Encarei-o, tentando identificar. Os traços de seu rosto me eram muito familiares, mas precisava de outro fator para saber quem era esse rapaz. Olhei suas mãos, com pequenas cicatrizes.

As mesmas cicatrizes de Vicente.

Dei um meio sorriso e foquei em seus olhos, já que a franja estava mais curta: um castanho e o outro verde.

— Vicente...

— Eu achei que você ia demorar mais para me identificar. — ele disse — Você é bem melhor do que eu, que demorei uma eternidade para te reconhecer no começo do ano.

— Mas é impossível não te reconhecer! Você tem características únicas, Vicente. — disse, sorrindo, arrancando uma risada tímida dele — Você ficou bem melhor assim, mas... está usando lentes?

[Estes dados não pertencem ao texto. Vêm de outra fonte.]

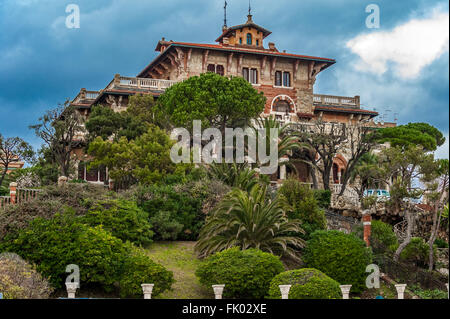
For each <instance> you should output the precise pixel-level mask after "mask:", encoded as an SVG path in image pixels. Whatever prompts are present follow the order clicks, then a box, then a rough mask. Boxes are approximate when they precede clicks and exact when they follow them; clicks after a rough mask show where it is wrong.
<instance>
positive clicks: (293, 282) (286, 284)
mask: <svg viewBox="0 0 450 319" xmlns="http://www.w3.org/2000/svg"><path fill="white" fill-rule="evenodd" d="M279 285H292V287H291V289H290V291H289V299H341V298H342V296H341V289H340V288H339V283H338V282H337V281H336V280H334V279H331V278H330V277H328V276H327V275H325V274H324V273H322V272H321V271H319V270H317V269H312V268H303V269H296V270H291V271H286V272H282V273H281V274H278V275H276V276H275V278H273V279H272V281H271V283H270V289H269V298H271V299H281V292H280V288H279Z"/></svg>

— Meu grau diminuiu um pouco nesse período, meus óculos estavam me dando dor de cabeça. Eu consigo te enxergar quase nitidamente, bem diferente de quando eu tirava os óculos. Mas pode ficar tranquila, em breve vou fazer outros.

— Tem certeza que vai conseguir copiar a matéria? Se não conseguir eu te empresto meu caderno e...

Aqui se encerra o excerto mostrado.